Sebastian Bober wrote:
> 
> Am Don, dem 22.November 2001, um 05:27:32 -0800, schrieb Erik Steffl:
> >
> >   usually it kills more programs, system services (cron) etc... I have
> > few question related to this problem:
> >
> >   - is it possible it's kernel problem? I haven't heard anything too
> > weird about 2.4.10
> 
> well, 2.4.10 is quite bad at deciding which process to kill. you should
> use 2.4.14 or even better 2.4.15pre9 (which seems to become 2.4.15).
> 
> >   - how can I find (post mortem) which program caused the problem?
> 
> i don't think there is a way (except, of course, heavy logging).
> 
> >   - how does kernel decide which programs to kill? is there any way to
> > influence it?
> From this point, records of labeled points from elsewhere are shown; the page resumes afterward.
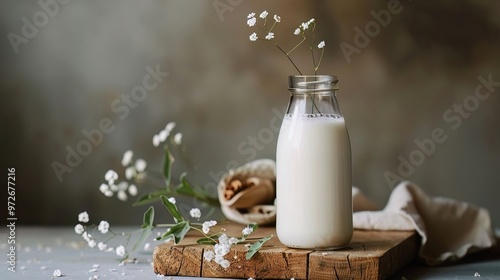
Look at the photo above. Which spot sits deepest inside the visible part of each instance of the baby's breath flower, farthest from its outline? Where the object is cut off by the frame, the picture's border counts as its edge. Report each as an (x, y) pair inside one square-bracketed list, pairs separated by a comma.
[(132, 190), (195, 213), (233, 240), (120, 251), (253, 37), (207, 225), (140, 165), (156, 140), (130, 172), (57, 273), (251, 22), (178, 138), (111, 176), (102, 246), (103, 187), (79, 229), (247, 230), (170, 126), (122, 195), (208, 255), (103, 227), (127, 158), (163, 135), (83, 217)]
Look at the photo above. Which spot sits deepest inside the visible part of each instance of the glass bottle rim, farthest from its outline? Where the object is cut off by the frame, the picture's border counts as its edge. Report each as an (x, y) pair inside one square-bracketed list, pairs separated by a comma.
[(312, 83)]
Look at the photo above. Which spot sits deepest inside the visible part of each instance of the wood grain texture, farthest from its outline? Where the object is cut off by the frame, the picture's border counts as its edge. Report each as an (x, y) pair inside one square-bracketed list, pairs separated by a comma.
[(369, 255)]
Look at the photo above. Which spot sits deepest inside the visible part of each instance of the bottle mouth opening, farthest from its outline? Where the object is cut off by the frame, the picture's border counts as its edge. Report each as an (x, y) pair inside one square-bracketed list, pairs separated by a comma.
[(312, 83)]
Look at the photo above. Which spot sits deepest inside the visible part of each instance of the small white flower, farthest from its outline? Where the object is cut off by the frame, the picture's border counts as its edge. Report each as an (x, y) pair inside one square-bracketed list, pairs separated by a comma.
[(111, 176), (120, 251), (224, 263), (79, 229), (178, 138), (269, 36), (122, 195), (163, 135), (132, 190), (122, 186), (233, 240), (102, 246), (247, 230), (108, 193), (57, 273), (140, 165), (195, 213), (170, 126), (103, 187), (127, 158), (208, 255), (207, 225), (83, 217), (156, 140), (130, 172), (251, 22), (253, 37), (103, 227)]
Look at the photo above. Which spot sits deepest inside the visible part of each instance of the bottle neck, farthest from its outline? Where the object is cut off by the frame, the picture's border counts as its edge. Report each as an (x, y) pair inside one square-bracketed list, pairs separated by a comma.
[(313, 96)]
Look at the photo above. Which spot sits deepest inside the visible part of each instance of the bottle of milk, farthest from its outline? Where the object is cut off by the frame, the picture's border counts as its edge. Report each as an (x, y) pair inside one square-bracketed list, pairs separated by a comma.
[(313, 162)]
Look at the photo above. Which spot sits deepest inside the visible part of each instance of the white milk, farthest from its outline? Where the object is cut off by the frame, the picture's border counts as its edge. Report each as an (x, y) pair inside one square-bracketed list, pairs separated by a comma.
[(314, 191)]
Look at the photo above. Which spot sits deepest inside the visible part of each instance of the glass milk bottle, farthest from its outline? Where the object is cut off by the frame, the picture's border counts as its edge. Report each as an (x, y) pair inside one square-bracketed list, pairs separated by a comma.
[(313, 161)]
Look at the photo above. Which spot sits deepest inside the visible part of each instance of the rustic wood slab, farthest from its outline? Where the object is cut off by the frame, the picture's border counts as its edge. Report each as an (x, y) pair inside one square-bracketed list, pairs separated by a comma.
[(370, 255)]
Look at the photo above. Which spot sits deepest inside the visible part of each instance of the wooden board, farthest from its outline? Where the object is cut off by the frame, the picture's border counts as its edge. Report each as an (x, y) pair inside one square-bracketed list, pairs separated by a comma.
[(370, 255)]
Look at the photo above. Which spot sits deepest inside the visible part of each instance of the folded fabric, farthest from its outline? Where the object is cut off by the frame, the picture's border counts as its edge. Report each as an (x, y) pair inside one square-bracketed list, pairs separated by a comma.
[(449, 229)]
I would rather have netscape (usually a memory hog) killed
> > than system services (like samba daemons, cron, nfs daemons etc.)
> 
> the kernel uses some heuristics (which have been sane only since
> 2.4.14). unfortunately you don't have a way to tweak the behaviour.
> usually the kernel chooses the process which uses the most memory (and
> won't free any in a low memeory situation).
> 
> i suppose it would be best to upgrade the kernel and then try to
> reproduce the problem. chances aren't that bad that it is way better.
> 
> >
> >   related incident: I have quite a few mp3 files and I noticed that when
> > I sort playlist in xmms by song name it eats all available memory (and
> > does the same after I restart it, I didn't even find any relevant
> > setting in config file but when I remove it problem goes away). I have't
> > tried it before so I don't know whether it's new problem or old one (I
> > haven't find anything similar on xmms or debian page so I filed a bug
> > report)

  update on the above problem, I think the info might be interesting for
some users:

  the memory eater was xmms (I filed a bug, it's on it's way to
upstream)

  I tracked it down using top -b, it prints out the formatted
information to stdout in a form that can be redirected into file
(instead of updating screen it prints each screen one after another, as
text). I saved this to file, waited till the problem occured again and
then checked the top info from time when the kernel started to kill
programs because of memory being all used.

  per advice above I also upgraded to kernel 2.4.14, the xmms problem is
still there (no wonder, it's xmms problem) but instead of killing cron,
fetchmail, X or other seemingly random program the kernel killed xmms
each time it got greedy with memory.